La commune de Koekelberg prévoit de faire appel au Conseil d’État contre le projet de réaménagement de la Broustinlaan, comme l’a annoncé la mairesse Olivia P’Tito (PS) dans une interview accordée à BX1. Le conseil communal s’oppose à l’aménagement final qui comprend des filtres de circulation, entraînant des rues sans issue pour le trafic automobile.
P’Tito a critiqué les communes voisines de Jette et de Ganshoren, affirmant que les préoccupations de sa commune n’étaient pas prises en compte.

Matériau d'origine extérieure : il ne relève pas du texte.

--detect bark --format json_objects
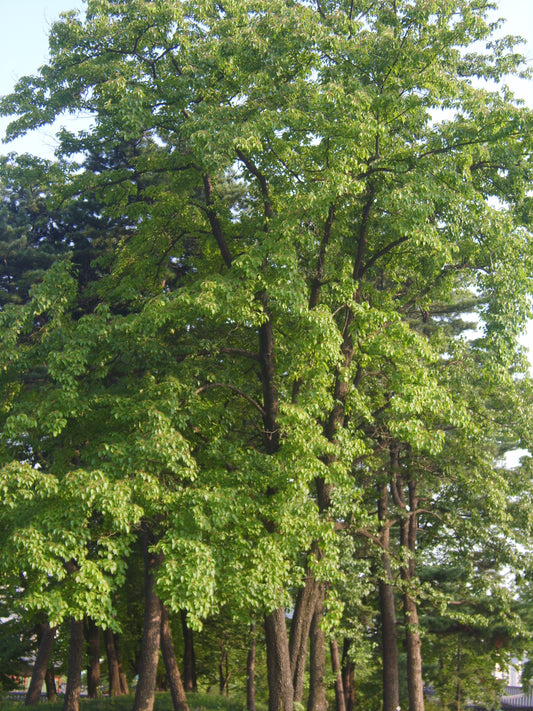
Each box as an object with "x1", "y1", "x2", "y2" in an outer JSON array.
[
  {"x1": 24, "y1": 622, "x2": 56, "y2": 706},
  {"x1": 113, "y1": 634, "x2": 130, "y2": 696},
  {"x1": 104, "y1": 629, "x2": 121, "y2": 696},
  {"x1": 329, "y1": 639, "x2": 346, "y2": 711},
  {"x1": 398, "y1": 478, "x2": 424, "y2": 711},
  {"x1": 44, "y1": 665, "x2": 57, "y2": 701},
  {"x1": 85, "y1": 619, "x2": 100, "y2": 699},
  {"x1": 307, "y1": 585, "x2": 328, "y2": 711},
  {"x1": 218, "y1": 639, "x2": 229, "y2": 696},
  {"x1": 133, "y1": 532, "x2": 161, "y2": 711},
  {"x1": 342, "y1": 639, "x2": 355, "y2": 711},
  {"x1": 378, "y1": 482, "x2": 400, "y2": 711},
  {"x1": 63, "y1": 618, "x2": 83, "y2": 711},
  {"x1": 181, "y1": 610, "x2": 197, "y2": 692},
  {"x1": 289, "y1": 572, "x2": 318, "y2": 703},
  {"x1": 161, "y1": 605, "x2": 189, "y2": 711},
  {"x1": 246, "y1": 622, "x2": 256, "y2": 711},
  {"x1": 265, "y1": 607, "x2": 294, "y2": 711}
]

Elle a également exprimé ses critiques à l’égard de la ministre de la Mobilité, Elke Van den Brandt (Groen), et de la secrétaire d’État bruxelloise au Plan de développement territorial, Audrey Henry (MR). « Nous avons soumis deux avis, préparés après une enquête publique, et les deux étaient extrêmement négatifs », a-t-elle déclaré, indiquant que la commune contesterait les plans régionaux visant à redessiner la Broustinlaan.
Places de parking
Selon P’Tito, des blocs en béton sont en place depuis des années sans être déplacés, ce qui a entraîné des conséquences économiques et des impacts sur les options de stationnement pour les résidents. « Nous verrons si l’appel en annulation est accepté, mais je suis confiante compte tenu de nos arguments. Notre objectif est d’atteindre une solution équilibrée », a-t-elle expliqué lors de l’émission Bruxelles Breakfast sur BX1.
Plus précisément, P’Tito a déploré que les nouveaux plans créent des rues sans issue. Elle a souligné que sa commune avait, dès le départ, proposé des alternatives. La mairesse P’Tito s’oppose explicitement à la politique de mobilité de la ministre Van den Brandt et a appelé Audrey Henry à retirer les blocs en béton.
À noter que la Broustinlaan ne se trouve pas sur le territoire de Koekelberg. Cependant, la Vanderborghtstraat et la Jetselaan sont reliées à cette voie, qui se situe à Jette et Ganshoren.